Ideen I § 43. - ELUCIDATION D’UNE ERREUR DE PRINCIPE.

C’est donc une erreur de principe de croire que la perception (et à sa façon toute intuition de type différent portant sur la chose) n’atteindrait pas la chose même. Celle-ci ne serait pas donnée en soi et dans son être-en-soi. Toute existence comporterait la possibilité de principe d’être saisie telle qu’elle est dans une intuition simple, et plus spécialement d’être perçue dans une perception adéquate qui en livrerait l’ipséité corporelle sans passer par l’intermédiaire de ces « apparences ». Dieu, sujet de la connaissance absolument parfaite et donc aussi de toute perception adéquate possible, posséderait /139/ naturellement la perception de la chose en soi qui nous est refusée à nous, êtres finis.

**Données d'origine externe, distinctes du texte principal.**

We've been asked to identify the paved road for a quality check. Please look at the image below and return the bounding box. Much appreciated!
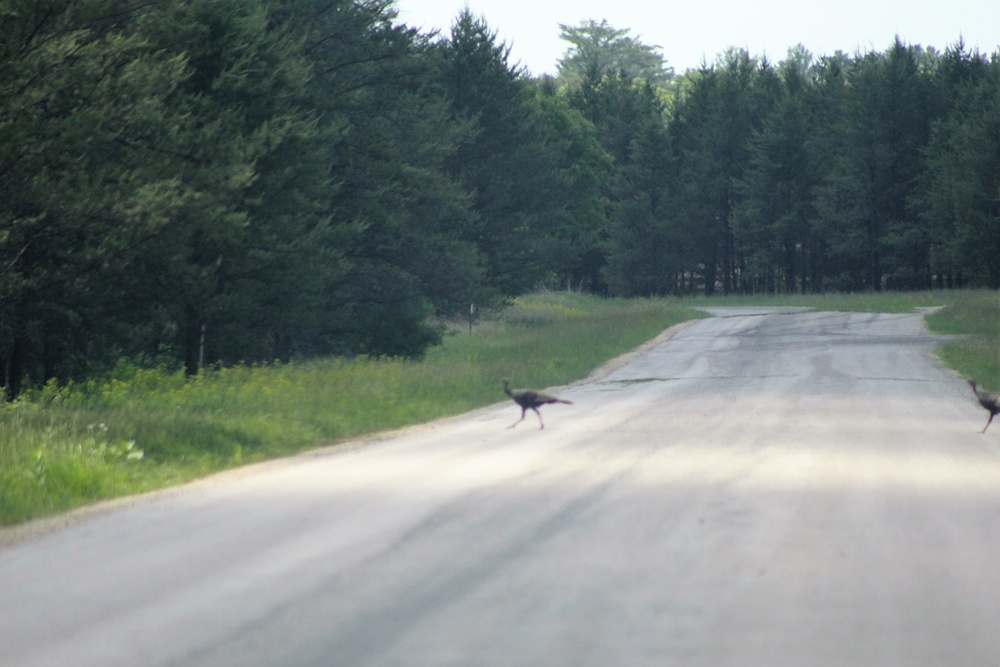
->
[0,309,1000,667]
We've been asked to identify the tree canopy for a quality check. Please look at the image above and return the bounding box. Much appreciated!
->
[0,0,1000,397]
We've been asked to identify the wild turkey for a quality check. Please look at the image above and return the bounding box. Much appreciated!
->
[501,378,573,428]
[969,380,1000,433]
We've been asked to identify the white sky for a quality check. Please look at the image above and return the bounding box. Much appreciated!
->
[396,0,1000,75]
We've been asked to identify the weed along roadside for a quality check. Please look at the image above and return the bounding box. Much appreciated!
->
[0,291,1000,525]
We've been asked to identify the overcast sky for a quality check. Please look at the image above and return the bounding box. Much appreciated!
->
[396,0,1000,75]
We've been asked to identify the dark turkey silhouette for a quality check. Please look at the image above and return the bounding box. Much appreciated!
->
[969,380,1000,433]
[501,378,573,428]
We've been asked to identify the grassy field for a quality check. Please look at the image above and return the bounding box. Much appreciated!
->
[0,291,1000,524]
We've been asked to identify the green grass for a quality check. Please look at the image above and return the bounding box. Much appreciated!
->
[0,291,1000,524]
[0,293,702,524]
[684,290,1000,390]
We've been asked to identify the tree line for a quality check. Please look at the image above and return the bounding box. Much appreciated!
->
[0,0,1000,397]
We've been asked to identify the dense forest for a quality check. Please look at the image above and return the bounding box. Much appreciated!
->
[0,0,1000,398]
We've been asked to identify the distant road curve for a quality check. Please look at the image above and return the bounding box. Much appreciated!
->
[0,308,1000,667]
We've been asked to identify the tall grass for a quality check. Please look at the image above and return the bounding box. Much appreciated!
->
[0,293,701,524]
[0,291,1000,524]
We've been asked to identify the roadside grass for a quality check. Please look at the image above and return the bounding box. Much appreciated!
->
[0,290,1000,525]
[682,290,1000,391]
[0,293,704,525]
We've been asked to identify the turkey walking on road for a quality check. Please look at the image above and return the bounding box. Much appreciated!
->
[969,380,1000,433]
[502,378,573,428]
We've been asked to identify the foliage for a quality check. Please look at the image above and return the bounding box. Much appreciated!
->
[0,293,696,524]
[558,20,674,88]
[0,0,1000,412]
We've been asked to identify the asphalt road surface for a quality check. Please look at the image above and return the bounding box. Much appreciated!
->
[0,309,1000,667]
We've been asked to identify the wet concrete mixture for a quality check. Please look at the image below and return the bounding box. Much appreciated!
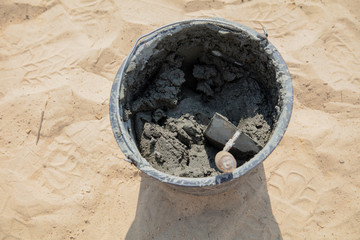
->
[126,25,280,177]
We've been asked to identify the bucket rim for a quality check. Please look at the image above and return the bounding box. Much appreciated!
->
[109,18,293,187]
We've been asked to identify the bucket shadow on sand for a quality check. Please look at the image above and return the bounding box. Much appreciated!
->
[126,164,282,240]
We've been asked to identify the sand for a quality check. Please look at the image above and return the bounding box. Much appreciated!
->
[0,0,360,239]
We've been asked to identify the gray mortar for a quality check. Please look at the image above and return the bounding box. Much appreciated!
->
[125,24,280,177]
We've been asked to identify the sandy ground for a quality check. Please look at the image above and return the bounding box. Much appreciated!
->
[0,0,360,240]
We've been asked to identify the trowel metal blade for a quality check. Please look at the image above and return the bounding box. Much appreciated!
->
[204,113,260,153]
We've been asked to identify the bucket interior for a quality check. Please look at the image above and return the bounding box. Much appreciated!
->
[120,23,283,177]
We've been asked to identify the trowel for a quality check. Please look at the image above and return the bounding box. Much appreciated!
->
[204,113,261,173]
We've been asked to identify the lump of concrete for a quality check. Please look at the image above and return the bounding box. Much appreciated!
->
[132,69,185,112]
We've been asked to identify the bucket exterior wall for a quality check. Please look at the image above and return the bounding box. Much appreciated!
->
[109,19,293,195]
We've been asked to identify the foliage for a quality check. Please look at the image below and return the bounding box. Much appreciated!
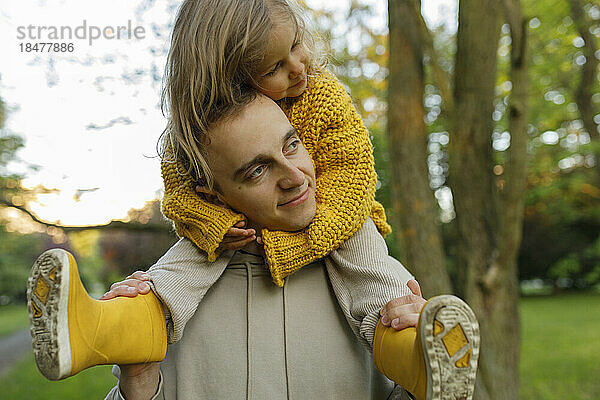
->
[99,200,177,283]
[0,226,47,304]
[312,0,600,285]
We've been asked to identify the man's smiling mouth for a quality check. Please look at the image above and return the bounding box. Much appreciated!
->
[277,187,309,207]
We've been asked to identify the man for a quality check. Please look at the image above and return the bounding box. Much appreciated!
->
[103,97,477,399]
[28,97,478,400]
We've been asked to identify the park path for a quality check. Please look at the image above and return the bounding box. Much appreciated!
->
[0,329,31,376]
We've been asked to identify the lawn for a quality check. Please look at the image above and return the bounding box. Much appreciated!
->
[0,354,117,400]
[520,294,600,400]
[0,304,29,337]
[0,294,600,400]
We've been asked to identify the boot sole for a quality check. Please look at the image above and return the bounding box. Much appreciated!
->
[419,296,480,400]
[27,249,72,380]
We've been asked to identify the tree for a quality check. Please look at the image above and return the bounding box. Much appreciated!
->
[388,0,528,399]
[388,1,451,296]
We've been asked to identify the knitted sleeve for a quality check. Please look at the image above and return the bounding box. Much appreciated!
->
[161,161,245,262]
[262,71,391,286]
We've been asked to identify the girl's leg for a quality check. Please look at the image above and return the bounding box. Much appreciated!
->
[27,249,167,380]
[373,296,479,400]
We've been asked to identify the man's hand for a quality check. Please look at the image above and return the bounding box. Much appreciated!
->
[379,279,426,331]
[194,185,256,251]
[98,271,150,300]
[219,221,256,250]
[119,362,160,400]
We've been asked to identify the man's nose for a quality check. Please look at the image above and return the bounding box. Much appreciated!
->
[279,164,306,189]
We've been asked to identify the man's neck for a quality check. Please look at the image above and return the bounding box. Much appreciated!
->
[242,221,265,256]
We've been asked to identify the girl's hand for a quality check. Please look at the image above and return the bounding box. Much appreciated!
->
[219,221,256,250]
[194,185,256,251]
[379,279,426,331]
[98,271,150,300]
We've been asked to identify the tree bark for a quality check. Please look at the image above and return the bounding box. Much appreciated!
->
[388,0,451,297]
[450,0,528,399]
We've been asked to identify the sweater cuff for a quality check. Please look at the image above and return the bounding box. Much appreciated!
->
[262,229,324,287]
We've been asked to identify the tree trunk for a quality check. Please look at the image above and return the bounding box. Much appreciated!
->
[388,0,451,297]
[450,0,526,399]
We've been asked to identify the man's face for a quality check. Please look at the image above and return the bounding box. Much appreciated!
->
[207,96,316,231]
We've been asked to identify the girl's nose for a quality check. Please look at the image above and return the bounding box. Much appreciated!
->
[290,56,304,79]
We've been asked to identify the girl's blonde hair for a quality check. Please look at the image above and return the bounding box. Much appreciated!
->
[159,0,315,188]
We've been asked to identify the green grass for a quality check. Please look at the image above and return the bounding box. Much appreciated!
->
[0,354,117,400]
[0,304,29,337]
[519,293,600,400]
[0,294,600,400]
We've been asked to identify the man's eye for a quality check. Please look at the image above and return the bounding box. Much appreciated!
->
[248,165,265,179]
[288,139,300,151]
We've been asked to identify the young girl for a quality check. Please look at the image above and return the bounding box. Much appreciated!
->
[28,0,478,399]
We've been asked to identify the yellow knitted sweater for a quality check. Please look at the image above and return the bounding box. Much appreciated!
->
[161,71,391,286]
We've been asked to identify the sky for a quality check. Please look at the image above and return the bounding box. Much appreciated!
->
[0,0,457,225]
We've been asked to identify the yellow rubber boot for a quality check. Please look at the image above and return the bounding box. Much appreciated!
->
[373,296,479,400]
[27,249,167,380]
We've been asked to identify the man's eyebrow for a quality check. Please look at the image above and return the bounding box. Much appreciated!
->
[233,127,298,180]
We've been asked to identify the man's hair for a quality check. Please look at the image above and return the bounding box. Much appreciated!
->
[158,0,316,188]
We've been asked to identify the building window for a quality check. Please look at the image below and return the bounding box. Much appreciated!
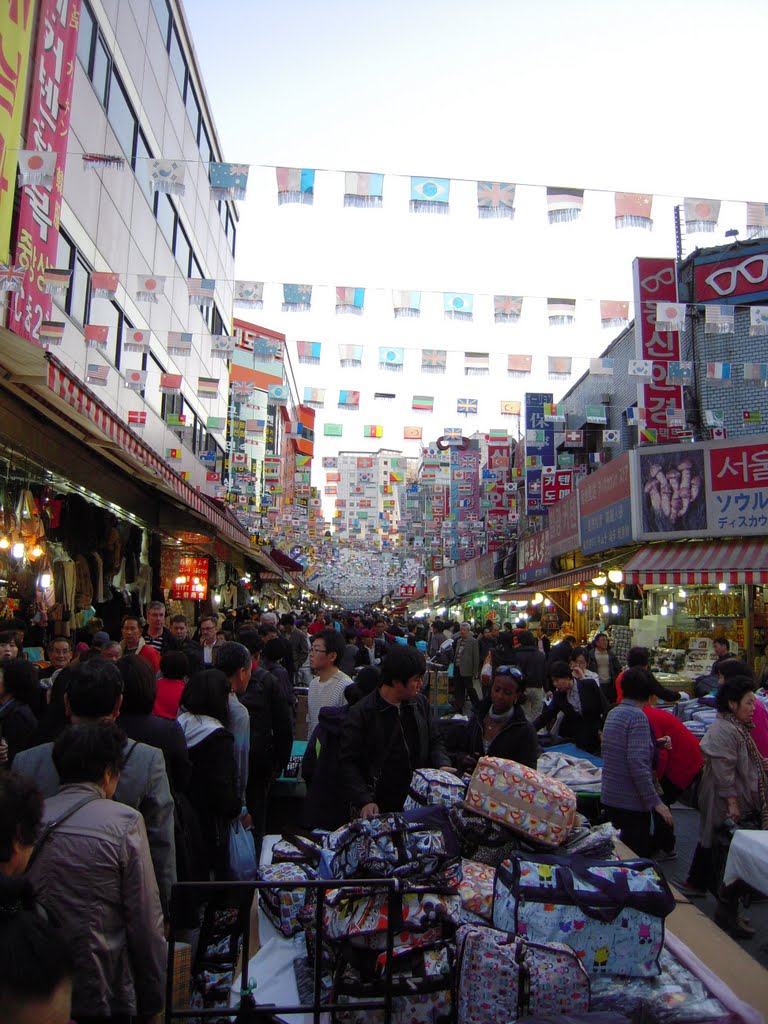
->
[106,68,138,166]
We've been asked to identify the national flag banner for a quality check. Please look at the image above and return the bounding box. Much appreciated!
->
[339,345,362,369]
[750,306,768,338]
[590,357,615,377]
[123,328,152,352]
[746,203,768,239]
[442,292,474,321]
[198,377,219,398]
[683,199,720,232]
[544,401,565,423]
[85,362,110,387]
[477,181,515,220]
[392,291,421,318]
[160,374,181,394]
[705,305,736,334]
[744,362,768,381]
[379,345,406,373]
[411,394,434,413]
[274,167,314,206]
[344,171,384,209]
[494,295,522,324]
[665,361,693,383]
[123,370,146,391]
[83,324,110,348]
[43,266,72,295]
[186,278,216,309]
[547,299,575,327]
[600,299,630,328]
[585,406,608,423]
[146,160,186,196]
[707,362,731,381]
[40,321,65,346]
[613,193,653,231]
[464,352,490,377]
[0,263,27,295]
[547,185,584,224]
[410,176,451,214]
[655,302,686,331]
[547,355,573,377]
[336,288,366,316]
[627,359,653,379]
[211,334,234,359]
[296,341,323,366]
[266,384,291,406]
[282,285,312,313]
[18,150,57,190]
[208,163,248,202]
[421,348,447,374]
[500,399,522,416]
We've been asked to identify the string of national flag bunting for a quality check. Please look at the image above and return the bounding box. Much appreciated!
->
[12,150,768,236]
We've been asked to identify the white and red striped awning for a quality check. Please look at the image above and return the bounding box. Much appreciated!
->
[624,537,768,587]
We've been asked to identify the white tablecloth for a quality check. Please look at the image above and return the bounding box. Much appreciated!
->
[723,828,768,896]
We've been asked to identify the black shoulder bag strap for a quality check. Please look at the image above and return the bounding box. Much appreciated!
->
[28,794,101,868]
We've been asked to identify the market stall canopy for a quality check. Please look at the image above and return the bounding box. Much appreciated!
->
[624,538,768,586]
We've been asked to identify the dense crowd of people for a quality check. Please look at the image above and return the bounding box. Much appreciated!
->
[0,601,768,1024]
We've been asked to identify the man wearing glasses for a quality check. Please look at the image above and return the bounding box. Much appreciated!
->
[307,630,352,736]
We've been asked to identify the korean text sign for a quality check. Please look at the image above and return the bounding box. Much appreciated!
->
[10,0,80,344]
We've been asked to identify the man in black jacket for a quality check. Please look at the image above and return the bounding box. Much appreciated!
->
[339,645,454,818]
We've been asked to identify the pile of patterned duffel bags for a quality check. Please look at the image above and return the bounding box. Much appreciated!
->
[261,758,727,1024]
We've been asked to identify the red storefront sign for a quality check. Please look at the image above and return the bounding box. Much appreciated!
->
[10,0,80,345]
[633,258,683,443]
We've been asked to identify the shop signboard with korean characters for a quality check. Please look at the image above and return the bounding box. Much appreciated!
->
[631,434,768,541]
[579,446,634,555]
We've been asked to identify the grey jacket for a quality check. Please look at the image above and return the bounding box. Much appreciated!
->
[13,739,176,911]
[29,782,168,1020]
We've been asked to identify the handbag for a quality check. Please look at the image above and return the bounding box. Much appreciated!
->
[494,853,675,978]
[227,818,259,882]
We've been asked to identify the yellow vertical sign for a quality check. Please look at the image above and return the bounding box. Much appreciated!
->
[0,0,35,263]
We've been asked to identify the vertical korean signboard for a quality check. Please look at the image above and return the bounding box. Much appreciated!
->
[10,0,80,345]
[0,0,35,263]
[632,258,684,443]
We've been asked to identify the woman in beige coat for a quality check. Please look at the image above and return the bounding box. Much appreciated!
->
[698,676,768,938]
[29,721,167,1024]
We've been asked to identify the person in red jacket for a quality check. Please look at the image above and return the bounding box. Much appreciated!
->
[643,705,703,860]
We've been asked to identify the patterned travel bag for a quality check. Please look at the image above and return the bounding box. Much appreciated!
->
[403,768,467,811]
[456,925,590,1024]
[464,758,577,848]
[494,853,675,978]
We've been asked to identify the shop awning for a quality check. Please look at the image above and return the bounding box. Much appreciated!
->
[624,537,768,586]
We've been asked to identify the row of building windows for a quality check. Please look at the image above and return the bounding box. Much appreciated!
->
[78,0,237,260]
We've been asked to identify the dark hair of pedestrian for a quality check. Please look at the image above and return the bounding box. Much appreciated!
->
[67,657,123,718]
[381,644,427,686]
[216,640,252,679]
[51,722,125,785]
[0,874,74,1007]
[622,669,653,700]
[715,676,755,715]
[181,669,229,728]
[0,772,43,863]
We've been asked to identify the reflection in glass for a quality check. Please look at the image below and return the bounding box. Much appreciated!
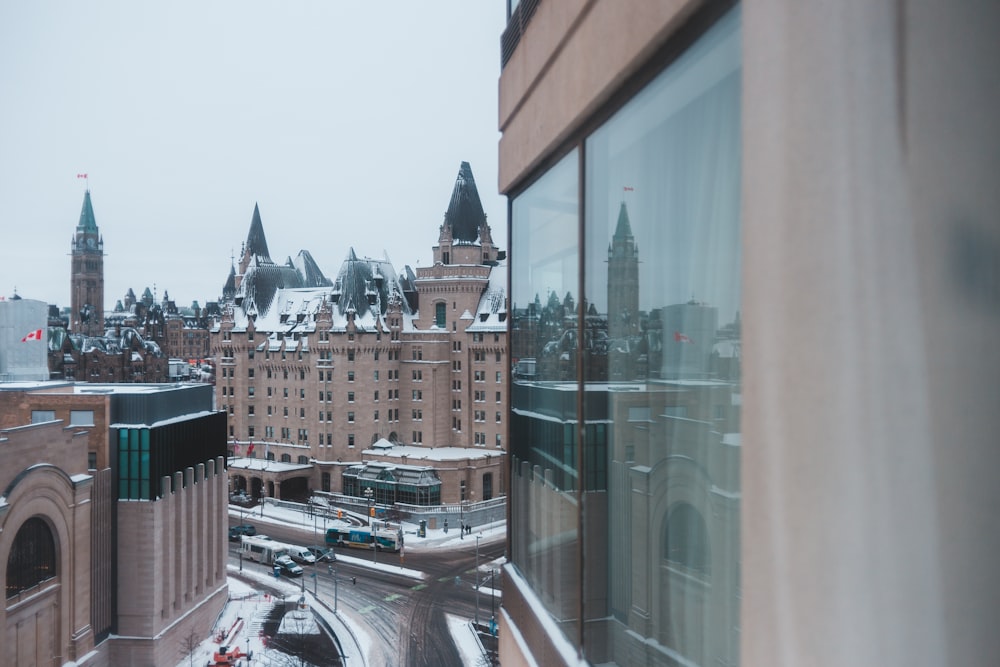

Cette conception est absurde. Elle implique qu’il n’y aurait pas de différence d’essence entre ce qui est transcendant et ce qui est immanent et que la chose spatiale serait une composante réelle (reelles) incluse dans l’intuition que l’on prête à Dieu, et donc elle-même un vécu, solidaire du flux de conscience et de vécu attribué à Dieu. On se laisse abuser par cette idée que la transcendance de la chose serait celle d’une image-portrait (Bildes) ou d’un signe. Fréquemment on combat avec [79] ardeur la théorie basée sur l’image mais pour lui substituer une théorie basée sur le signe. Elles sont l’une comme l’autre non seulement inexactes mais absurdes. La chose étendue que nous voyons est perçue dans toute sa transcendance; elle est donnée à la conscience dans sa corporéité. Ce n’est ni une image ni un signe qui est donné à sa place. On n’a pas le droit de substituer à la perception une conscience de signe ou d’image.

Entre la perception d’un côté et la représentation symbolique par image ou par signe de l’autre, il existe une différence éidétique infranchissable. Dans ces types de représentation nous avons l’intuition d’une chose avec la conscience qu’elle dépeint (abbilde) ou indique par signe une autre chose ; quand nous tenons la première dans le champ de l’intuition, ce n’est pas sur elle que nous sommes dirigés, mais, par l’intermédiaire d’une appréhension fondée sur elle, nous sommes dirigés sur la seconde, celle qui est copiée ou désignée. On ne voit rien de tel dans la perception, pas plus que dans le simple souvenir ou dans la simple image (Phantasie).

Dans les actes d’intuition immédiate nous avons l’intuition de « la. chose elle-même » ; sur les appréhensions qui l’animent ne s’édifient pas d’appréhensions de degré supérieur; on ne prend donc conscience d’aucune chose à l’égard de laquelle ce qui est perçu servirait de «signe» ou « d’image-portrait ». C’est pour cette raison précise qu’on le dit immédiatement perçu en « lui-même ». Dans la perception le même objet est encore décrit de façon spécifique comme « corporel » par opposé au caractère modifié de : « en suspens » (vorschwebendes), /140/ ou « présentifié » (vergegenwärtiges), qu’on trouve dans le souvenir ou dans l’image libre (a). On verse dans l’absurdité quand on brouille, comme on le fait d’ordinaire, ces modes de représentations dont la structure diffère essentiellement et, parallèlement, les données correspondant à ces modes : ainsi la simple présentification avec la symbolisation (que celle-ci procède par image ou par signe), et à plus forte raison la perception simple avec l’une et l’autre. La perception d’une chose ne présentifie pas (vergegenwärtigt) ce qui n’est pas présent, comme si la perception était un souvenir ou une image; elle présente (gegenwärtigt), elle saisit la chose même dans sa présence corporelle, et cela en [80] vertu de son sens propre : on ferait violence à son sens si on supposait d’elle autre chose. Si, comme on le fait ici, on -envisage surtout la perception des choses, son essence implique qu’elle soit une perception qui procède par esquisses; corrélativement, le sens de son objet intentionnel, c’est-à-dire de la chose en tant que donnée dans la perception, implique qu’il ne soit par principe perceptible qu’au moyen de perceptions de cette sorte, c’est-à-dire procédant par esquisses.